それで、偽物?のドレスに囲まれて暮らすうちに、近世ヨーロッパの衣装への憧れが勝手に強くなった。ちょうどその頃、市内のデパートで、服飾学校が主催した近世ヨーロッパ女性の下着展が催されていたのを、嬉々として出かけて行った。

会場は、女性の下着売り場の奥の小部屋だったが、本物のヨーロッパ衣装の前には、何ら恥ずかしく思う事も無く、一人で奥へ進んで行った。

そこで始めて本物のコルセットやクリノリン、ドレスなどを見る事が出来て、とても感動した物だった。どれも時代物なので、シルクの色がやや黄ばんでいるのが、時代を感じられて尚更良かった。

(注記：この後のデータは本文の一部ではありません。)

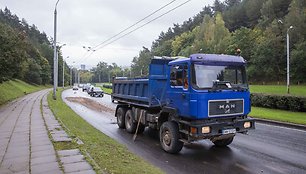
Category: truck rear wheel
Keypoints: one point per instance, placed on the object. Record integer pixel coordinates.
(169, 137)
(129, 124)
(224, 142)
(120, 114)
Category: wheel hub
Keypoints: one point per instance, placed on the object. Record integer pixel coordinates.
(167, 138)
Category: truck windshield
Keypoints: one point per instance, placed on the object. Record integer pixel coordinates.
(219, 77)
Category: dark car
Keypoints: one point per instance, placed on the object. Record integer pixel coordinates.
(96, 92)
(75, 87)
(84, 88)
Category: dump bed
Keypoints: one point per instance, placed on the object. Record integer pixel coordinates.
(146, 92)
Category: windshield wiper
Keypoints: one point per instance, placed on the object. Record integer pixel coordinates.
(220, 85)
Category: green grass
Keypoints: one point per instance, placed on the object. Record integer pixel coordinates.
(106, 152)
(13, 89)
(106, 90)
(279, 115)
(279, 89)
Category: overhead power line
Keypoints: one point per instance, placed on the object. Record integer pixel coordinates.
(145, 24)
(135, 23)
(105, 42)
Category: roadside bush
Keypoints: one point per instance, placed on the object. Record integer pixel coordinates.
(292, 103)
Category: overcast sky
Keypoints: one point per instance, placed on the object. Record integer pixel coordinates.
(90, 22)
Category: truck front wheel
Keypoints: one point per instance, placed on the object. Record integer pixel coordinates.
(121, 117)
(224, 142)
(169, 137)
(129, 124)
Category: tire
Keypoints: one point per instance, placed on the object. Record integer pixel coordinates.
(129, 124)
(120, 114)
(224, 142)
(169, 137)
(141, 128)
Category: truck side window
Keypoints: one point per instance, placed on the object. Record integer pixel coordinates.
(179, 76)
(185, 76)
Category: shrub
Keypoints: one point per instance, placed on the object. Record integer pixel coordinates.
(292, 103)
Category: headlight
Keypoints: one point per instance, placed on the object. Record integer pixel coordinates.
(247, 124)
(206, 130)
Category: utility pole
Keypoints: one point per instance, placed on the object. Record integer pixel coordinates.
(55, 65)
(288, 66)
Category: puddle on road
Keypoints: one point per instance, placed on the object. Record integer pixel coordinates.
(91, 104)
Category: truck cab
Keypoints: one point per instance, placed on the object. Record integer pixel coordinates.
(208, 86)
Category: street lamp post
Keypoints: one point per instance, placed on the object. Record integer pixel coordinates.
(288, 70)
(64, 71)
(55, 65)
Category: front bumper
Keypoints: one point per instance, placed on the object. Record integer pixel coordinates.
(217, 127)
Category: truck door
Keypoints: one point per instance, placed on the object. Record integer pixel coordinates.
(178, 93)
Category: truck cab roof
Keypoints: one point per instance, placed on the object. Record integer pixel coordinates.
(211, 59)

私も欲しかったが、どうやって手に入れられる物か、見当がつかなかった。ただ、憧れるだけだった。そんな思いがずっと尾を引いたか、その後、30代の一時期、今度は中国の少数民族の衣装に魅せられて、こちらは随分、手に入れる事が出来たのだった。

建物を建て替えてからは、披露宴会場を無くしたので、もう昔のような忙しさは無い。衣装も出番を無くして、倉庫の中のダンボールに押し込まれたままだ。特殊な物なので古着にも出せない。誰かにあげる訳にもいかない。引き取り手の無い粗大ゴミになってしまった。

そこまで、ドレスに囲まれた生活だった我が家ですが、自分は一度も着た事が無いから、と云った母に、私は少し胸を打たれた。そうか、母も自分が着てみたかったのだな。

母は、馴染みの衣装屋さんに、自分の白いドレスを仕立ててもらう、つもりらしい。約半世紀近く、ドレスと関わって、ようやく始めて自分のドレスを注文する母。良かったねと、云ってあげたいが、着た姿を見たいかと聞かれれば、何とも返事に困るの・・・だった。